Conrado Nalé Roxlo (February 15, 1898 – July 2, 1971) was an Argentine writer, journalist and humorist from Buenos Aires. He published poetry, short stories, plays, film scripts, prose pastiches, and other works and was the editor of two humor magazines and a newspaper literary supplement. He won the Premio Nacional de Teatro (National Prize for Theatre) and the Premio Nacional de Letras (National Prize for Literature) and was a member of the Academia Argentina de Letras.

==Life==
Roxlo was born on 15 February 1898 in Buenos Aires to a Uraguayan family of French and Spanish descent. He studied at the Facultad de Filosofía y Letras in Buenos Aires. In 1925, he married Teresa de la Fuente. In addition to his writing, he worked as a French translator and at the newspaper El Mundo, where he contributed a weekly series of memoirs. He died in Buenos Aires on 2 July 1971.

==Career==
His first poetry collection, El Grillo (the cricket), was published in 1923. The title poem brought him immediate fame and the book won the Babel publishing house prize. He published only two more collections, Claro desvelo in 1937 and De otro cielo in 1952, but although his poetic output was small, it was critically praised.

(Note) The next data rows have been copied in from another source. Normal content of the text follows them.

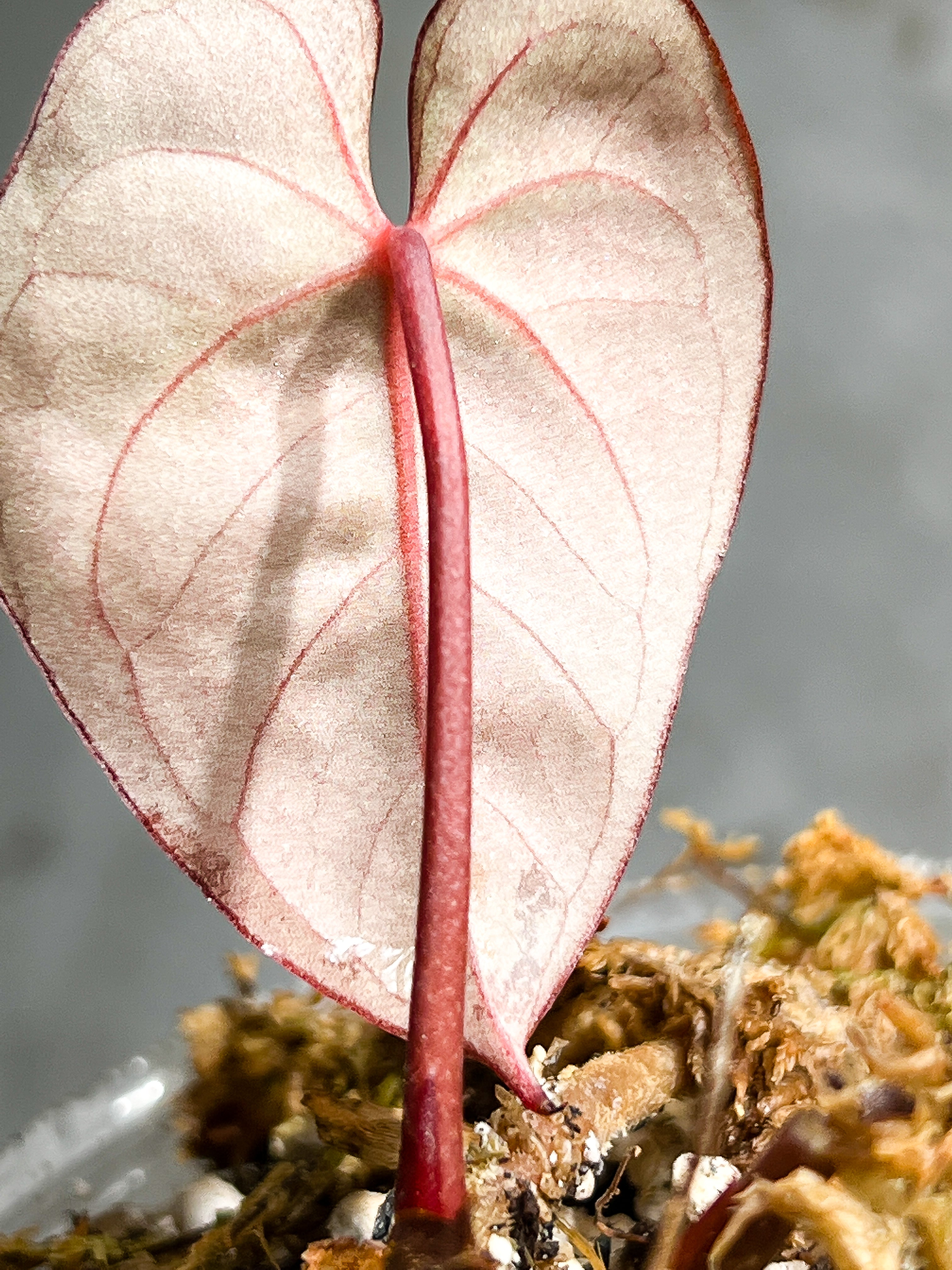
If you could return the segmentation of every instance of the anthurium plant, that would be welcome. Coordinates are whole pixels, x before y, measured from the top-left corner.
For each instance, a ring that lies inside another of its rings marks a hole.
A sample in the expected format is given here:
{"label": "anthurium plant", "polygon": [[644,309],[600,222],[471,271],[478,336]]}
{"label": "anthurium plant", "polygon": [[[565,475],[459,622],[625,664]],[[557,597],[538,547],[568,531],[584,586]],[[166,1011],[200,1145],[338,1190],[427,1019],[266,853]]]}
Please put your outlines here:
{"label": "anthurium plant", "polygon": [[452,1222],[463,1040],[526,1039],[645,817],[748,464],[769,267],[688,0],[440,0],[413,206],[373,0],[103,0],[0,203],[0,585],[152,837],[410,1036]]}

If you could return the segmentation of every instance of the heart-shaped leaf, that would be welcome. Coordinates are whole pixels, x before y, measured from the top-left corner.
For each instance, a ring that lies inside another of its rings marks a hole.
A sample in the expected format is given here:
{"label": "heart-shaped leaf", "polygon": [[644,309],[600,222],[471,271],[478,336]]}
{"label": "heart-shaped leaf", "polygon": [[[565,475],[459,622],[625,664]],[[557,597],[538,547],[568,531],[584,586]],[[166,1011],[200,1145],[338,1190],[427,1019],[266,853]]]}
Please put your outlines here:
{"label": "heart-shaped leaf", "polygon": [[[154,837],[402,1029],[425,500],[372,0],[105,0],[0,204],[0,584]],[[684,0],[443,0],[413,86],[471,480],[467,1039],[523,1045],[644,819],[763,372],[758,177]]]}

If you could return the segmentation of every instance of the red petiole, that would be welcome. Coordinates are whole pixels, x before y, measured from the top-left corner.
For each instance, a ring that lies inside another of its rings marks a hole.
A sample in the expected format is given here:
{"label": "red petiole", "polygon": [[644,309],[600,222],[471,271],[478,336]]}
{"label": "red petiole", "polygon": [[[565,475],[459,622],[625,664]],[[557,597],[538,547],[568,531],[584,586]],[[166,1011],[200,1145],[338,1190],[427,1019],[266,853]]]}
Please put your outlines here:
{"label": "red petiole", "polygon": [[470,913],[472,624],[470,499],[459,408],[426,244],[388,240],[423,434],[429,509],[429,645],[423,857],[407,1034],[397,1217],[454,1223],[463,1209],[463,1013]]}

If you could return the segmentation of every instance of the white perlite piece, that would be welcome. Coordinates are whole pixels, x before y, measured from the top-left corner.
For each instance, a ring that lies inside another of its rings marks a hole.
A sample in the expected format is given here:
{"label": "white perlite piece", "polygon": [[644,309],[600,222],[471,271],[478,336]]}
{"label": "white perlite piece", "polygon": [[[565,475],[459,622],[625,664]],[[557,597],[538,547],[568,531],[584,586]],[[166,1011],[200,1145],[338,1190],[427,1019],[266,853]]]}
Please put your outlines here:
{"label": "white perlite piece", "polygon": [[713,1204],[731,1182],[740,1177],[740,1170],[735,1168],[730,1160],[724,1156],[702,1156],[692,1176],[694,1156],[685,1152],[678,1156],[671,1166],[671,1186],[677,1191],[683,1191],[691,1177],[688,1191],[688,1220],[697,1222],[702,1213]]}
{"label": "white perlite piece", "polygon": [[350,1191],[327,1218],[330,1238],[357,1240],[358,1242],[372,1240],[373,1228],[386,1198],[380,1191]]}
{"label": "white perlite piece", "polygon": [[227,1217],[237,1213],[244,1198],[237,1186],[215,1173],[199,1177],[185,1187],[179,1199],[182,1229],[203,1231],[207,1226],[215,1226],[220,1213]]}
{"label": "white perlite piece", "polygon": [[486,1240],[486,1251],[500,1266],[518,1266],[522,1261],[515,1245],[505,1234],[490,1234]]}

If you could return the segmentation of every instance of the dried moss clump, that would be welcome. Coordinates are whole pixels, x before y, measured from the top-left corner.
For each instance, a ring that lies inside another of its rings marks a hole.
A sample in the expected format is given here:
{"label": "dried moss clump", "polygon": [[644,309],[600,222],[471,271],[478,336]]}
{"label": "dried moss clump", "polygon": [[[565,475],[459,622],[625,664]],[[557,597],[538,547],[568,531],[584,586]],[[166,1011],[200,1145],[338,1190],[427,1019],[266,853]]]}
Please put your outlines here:
{"label": "dried moss clump", "polygon": [[[477,1248],[526,1270],[952,1270],[952,983],[916,907],[949,880],[824,812],[754,886],[753,839],[668,820],[687,845],[654,885],[701,872],[748,913],[708,923],[699,952],[585,950],[531,1045],[555,1115],[468,1069]],[[4,1240],[0,1266],[380,1264],[380,1243],[329,1242],[327,1219],[392,1186],[402,1043],[232,972],[234,998],[184,1016],[180,1118],[188,1151],[249,1191],[239,1212],[161,1238],[80,1219],[50,1245]]]}

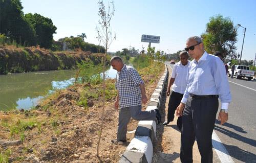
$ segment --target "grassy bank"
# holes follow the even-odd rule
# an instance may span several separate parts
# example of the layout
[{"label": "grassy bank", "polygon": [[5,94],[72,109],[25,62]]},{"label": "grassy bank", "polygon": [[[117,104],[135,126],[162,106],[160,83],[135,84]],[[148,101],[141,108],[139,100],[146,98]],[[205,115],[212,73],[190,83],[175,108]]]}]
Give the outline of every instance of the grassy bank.
[{"label": "grassy bank", "polygon": [[0,48],[0,75],[27,72],[76,68],[82,61],[101,63],[101,54],[90,52],[52,52],[35,47]]},{"label": "grassy bank", "polygon": [[[148,97],[164,71],[160,62],[139,71]],[[118,113],[111,109],[116,96],[115,81],[108,79],[106,82],[107,107],[100,153],[102,158],[113,162],[119,159],[120,152],[118,147],[108,143],[115,136],[117,124]],[[57,91],[32,110],[0,112],[0,137],[22,142],[16,146],[0,146],[0,160],[7,162],[9,158],[19,162],[32,154],[47,162],[96,160],[93,154],[101,121],[102,94],[100,80],[95,80]]]}]

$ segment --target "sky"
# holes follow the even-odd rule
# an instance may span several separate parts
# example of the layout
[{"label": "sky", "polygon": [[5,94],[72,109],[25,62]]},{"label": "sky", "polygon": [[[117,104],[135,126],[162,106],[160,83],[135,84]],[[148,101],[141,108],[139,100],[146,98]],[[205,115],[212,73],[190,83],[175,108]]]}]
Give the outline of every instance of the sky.
[{"label": "sky", "polygon": [[[21,0],[24,14],[37,13],[50,18],[57,27],[54,39],[86,33],[85,41],[99,44],[96,26],[99,19],[95,0]],[[104,2],[108,6],[109,1]],[[256,54],[256,1],[116,0],[111,21],[116,39],[109,51],[130,46],[146,50],[142,34],[160,36],[157,50],[174,53],[184,49],[186,39],[205,32],[211,16],[228,17],[234,25],[246,28],[242,60],[254,60]],[[238,29],[237,51],[241,53],[243,28]]]}]

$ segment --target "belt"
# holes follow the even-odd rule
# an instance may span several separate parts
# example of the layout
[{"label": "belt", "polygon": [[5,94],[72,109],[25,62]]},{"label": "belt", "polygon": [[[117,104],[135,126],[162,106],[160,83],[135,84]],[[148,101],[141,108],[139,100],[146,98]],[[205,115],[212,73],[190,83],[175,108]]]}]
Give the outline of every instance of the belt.
[{"label": "belt", "polygon": [[210,99],[210,98],[219,98],[219,95],[196,95],[192,94],[189,94],[189,96],[192,98],[192,99]]}]

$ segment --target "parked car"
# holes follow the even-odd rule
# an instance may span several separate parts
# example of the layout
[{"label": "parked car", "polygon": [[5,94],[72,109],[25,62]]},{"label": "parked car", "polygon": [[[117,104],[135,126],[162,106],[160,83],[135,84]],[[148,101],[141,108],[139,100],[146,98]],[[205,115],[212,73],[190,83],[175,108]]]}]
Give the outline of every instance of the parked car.
[{"label": "parked car", "polygon": [[170,64],[175,64],[175,61],[174,60],[171,60]]},{"label": "parked car", "polygon": [[[234,75],[237,79],[241,79],[242,77],[247,78],[248,80],[251,80],[254,76],[255,72],[250,70],[249,66],[242,65],[236,65],[234,71]],[[228,70],[228,77],[232,75],[231,68]]]}]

His first play was La Cola de la Sirena (1941). It received the Premio Nacional de Teatro, as did his later plays Una viuda difícil and El pacto de Cristina.

He published a single novel, Extraño accidente (strange accident) (1960). His book of short stories Las puertas del purgatorio (The Purgatory Gates), was awarded the Premio Nacional de Letras in 1955.

He produced many humorous short pieces under the pseudonyms Chamico and Alguien. Many of these were compiled in collections including Cuentos de Chamico (1941), Cuentos de cabecera (1946), and Mi pueblo (1953).

He edited a humorous weekly, Don Goyo, a satirical weekly for doctors, Esculapión, and the literary supplement of the newspaper Crítica.

He also wrote children's literature and, with Mabel Mármol, biographies of Amadeo Villar (1963) and Alfonsina Storni (1965).